A recent study published in Seminars in Arthritis and Rheumatism found that postmenopausal women with rheumatoid arthritis (RA) who had lower cumulative lifetime estrogen exposure (CLEE) experienced more severe disease, poorer patient reported outcomes, and a reduced likelihood of achieving remission. The findings highlight the potential influence of hormonal history on disease progression and therapeutic response in women with RA.
The study included 2,878 postmenopausal women with RA enrolled in the Korean Observational Study Network for Arthritis (KORONA) cohort, followed over five years. CLEE was calculated by combining each participant’s reproductive span from menarche to menopause and the duration of postmenopausal hormone replacement therapy. Using a median cutoff of 34 years, women were classified into higher and lower CLEE groups. At baseline, those in the lower CLEE group (n=1,602) showed significantly higher disease activity and greater radiographic joint erosions compared to women in the higher CLEE group (n=1,179). They also reported worse outcomes across multiple patient reported domains, including pain, fatigue, sleep disturbance, functional disability, health related quality of life, and global assessment of RA (all P<0.01).

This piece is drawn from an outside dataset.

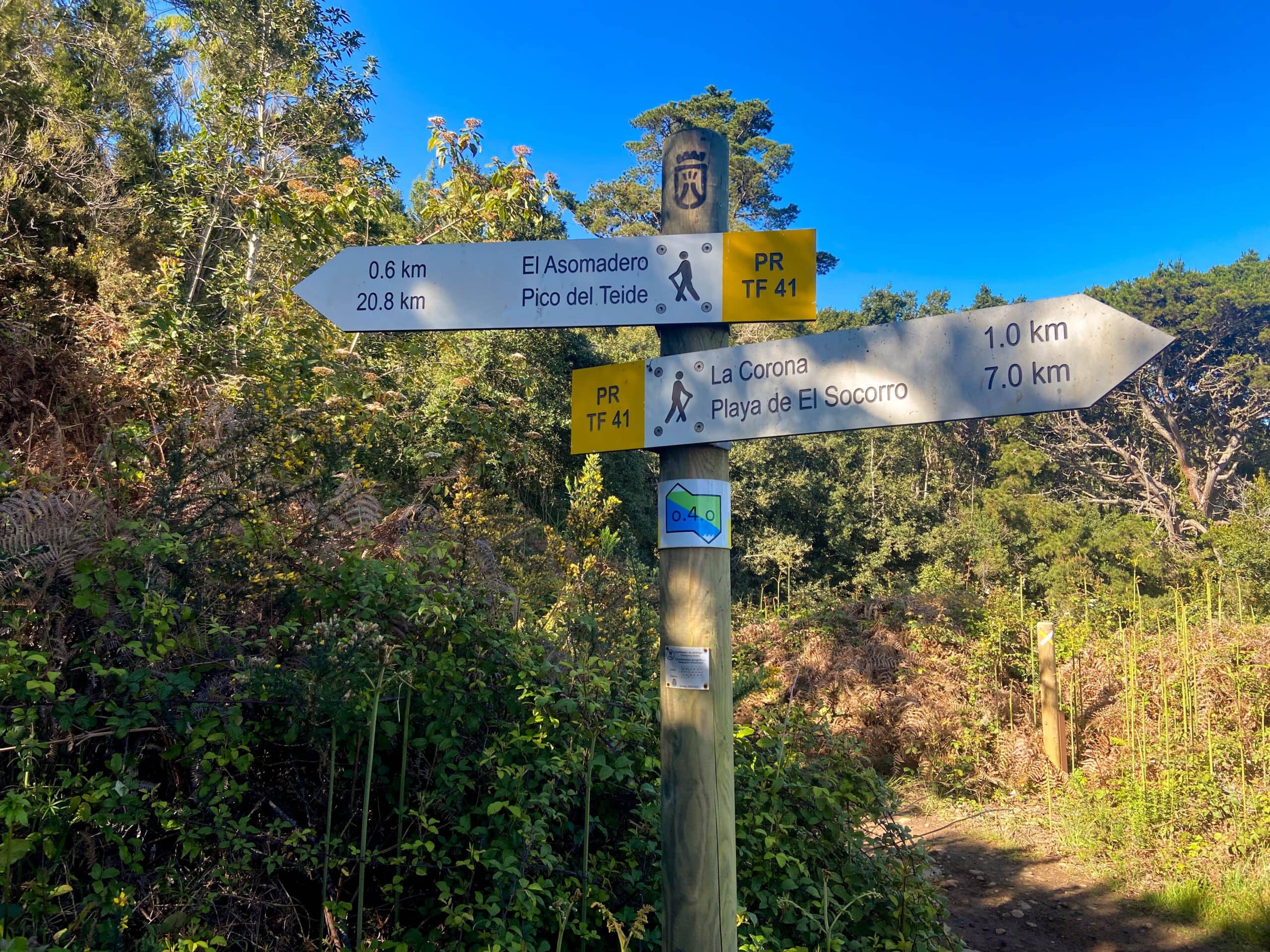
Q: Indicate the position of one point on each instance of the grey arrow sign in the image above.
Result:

Over the five year follow up, the lower CLEE group continued to exhibit a poorer disease trajectory, reflected by higher Simplified Disease Activity Index (SDAI) and Health Assessment Questionnaire Disability Index (HAQ DI) scores and lower EQ 5D utility values after adjustment for confounders. Among women with moderate to high disease activity (SDAI>11) at baseline, those with lower CLEE were significantly less likely to achieve remission (HR 0.597; 95% CI 0.421–0.848; p=0.004). The authors concluded that the duration of estrogen exposure had a meaningful impact on disease activity and longitudinal outcomes, suggesting a protective role of estrogen in the course of established RA.

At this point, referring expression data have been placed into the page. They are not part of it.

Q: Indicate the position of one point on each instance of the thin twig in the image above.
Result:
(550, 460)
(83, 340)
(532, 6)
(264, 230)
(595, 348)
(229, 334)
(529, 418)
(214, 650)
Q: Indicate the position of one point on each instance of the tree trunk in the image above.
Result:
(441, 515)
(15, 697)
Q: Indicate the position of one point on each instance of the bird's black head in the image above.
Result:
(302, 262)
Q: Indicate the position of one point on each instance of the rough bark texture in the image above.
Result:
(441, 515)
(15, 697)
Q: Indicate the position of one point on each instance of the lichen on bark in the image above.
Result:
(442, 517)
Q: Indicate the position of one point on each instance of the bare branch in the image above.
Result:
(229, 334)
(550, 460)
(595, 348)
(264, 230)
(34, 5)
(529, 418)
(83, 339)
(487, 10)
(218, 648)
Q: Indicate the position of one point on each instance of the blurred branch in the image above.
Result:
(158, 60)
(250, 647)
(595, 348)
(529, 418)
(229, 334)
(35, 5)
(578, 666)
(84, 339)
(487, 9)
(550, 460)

Estrogen is known to play a complex immunomodulatory role, influencing T cell differentiation, B cell maturation, cytokine production, and osteoclast function. Experimental data show that estrogen promotes the activity of regulatory T cells while suppressing proinflammatory cytokines such as TNFα, IL6, and IL17, which are central mediators of inflammation and joint destruction in RA. The hormonal decline after menopause may therefore shift the immune system toward a proinflammatory profile, intensifying autoimmune responses and accelerating joint damage. Observational studies have previously shown that menopause is associated with worsening RA activity, increased pain scores, and reduced response to disease modifying antirheumatic drugs (DMARDs).

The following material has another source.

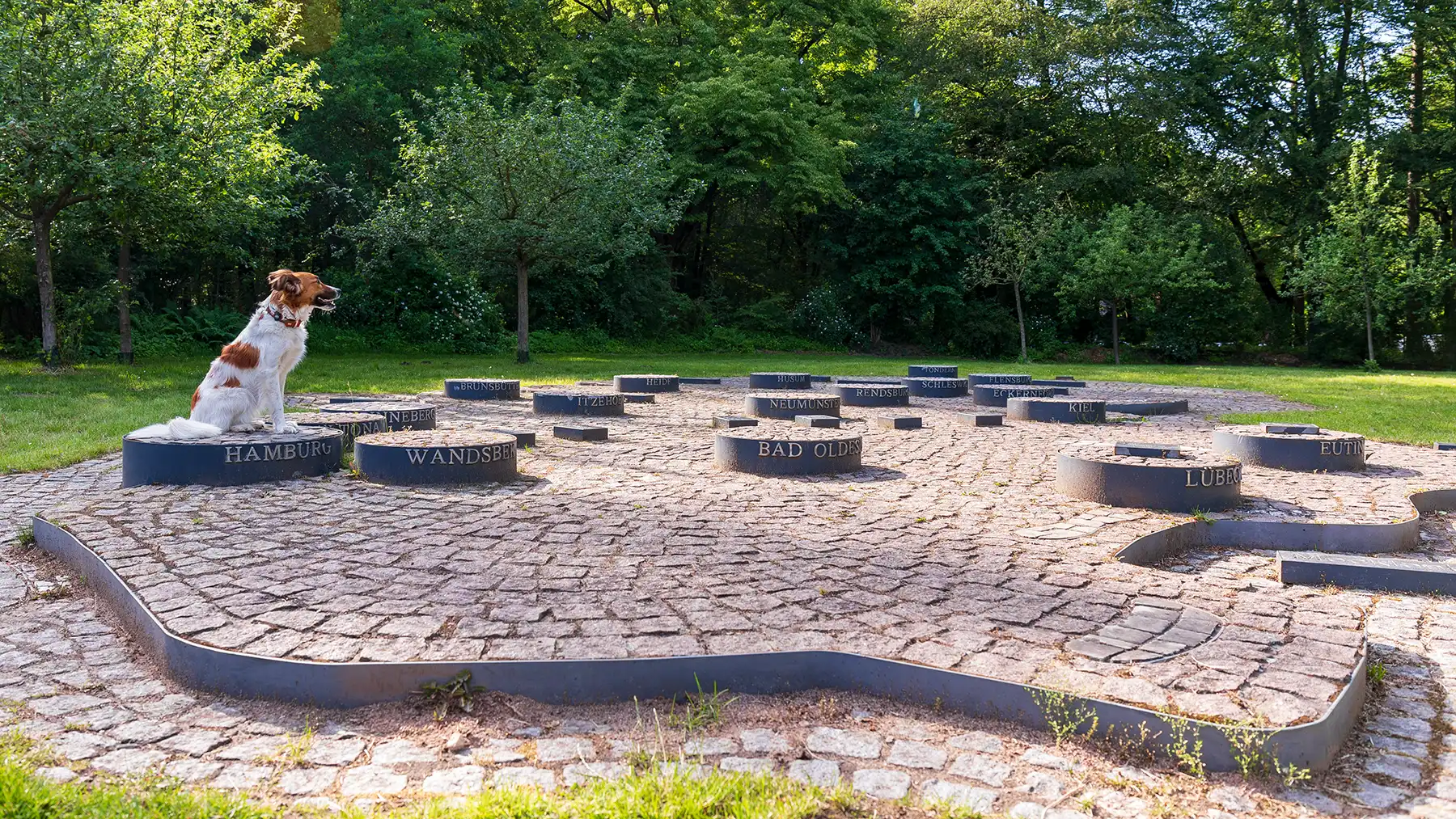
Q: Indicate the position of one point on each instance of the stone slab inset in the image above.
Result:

The current findings are consistent with results from the French E3N cohort study published in Joint Bone Spine, which examined 78,391 postmenopausal women and identified 637 validated incident RA cases. That study demonstrated that women with high lifetime estrogen exposure, summarized through a composite estrogen score that incorporated factors such as early menarche, higher parity, oral contraceptive and menopausal hormone therapy use, and later menopause, had a 63% lower risk of developing RA compared with those with low exposure (HR 0.37; 95% CI 0.2–0.8).
These studies strengthen the evidence that estrogen may exert a protective effect against both the onset and progression of rheumatoid arthritis. While hormone replacement therapy is not recommended solely for RA prevention or treatment due to associated cardiovascular and oncologic risks, understanding a patient’s hormonal and reproductive history could provide valuable insight into disease prognosis. Future research may explore selective estrogen receptor modulators or other therapeutic strategies that mimic estrogen’s immunoregulatory benefits while minimizing systemic risks.
These findings underscore the growing recognition that sex hormones influence not only the risk but also the severity and treatment outcomes of autoimmune diseases such as RA. Considering estrogen exposure as part of the clinical assessment of postmenopausal women may help clinicians tailor long term management strategies and improve quality of life in this population.
References
- Park EH, Choi ST, Song JS, Kang EH, Lee YJ, Ha YJ. Effects of cumulative lifetime estrogen exposure on the clinical characteristics and courses in postmenopausal women with rheumatoid arthritis. Semin Arthritis Rheum. 2025 Oct;74:152790.
- Salliot C, Nguyen Y, Gelot A, Mariette X, Boutron-Ruault MC, Seror R. Lifetime female hormonal exposure and risk of rheumatoid arthritis in postmenopausal women: Results from the French E3N cohort. Joint Bone Spine. 2022 Oct;89(5):105374.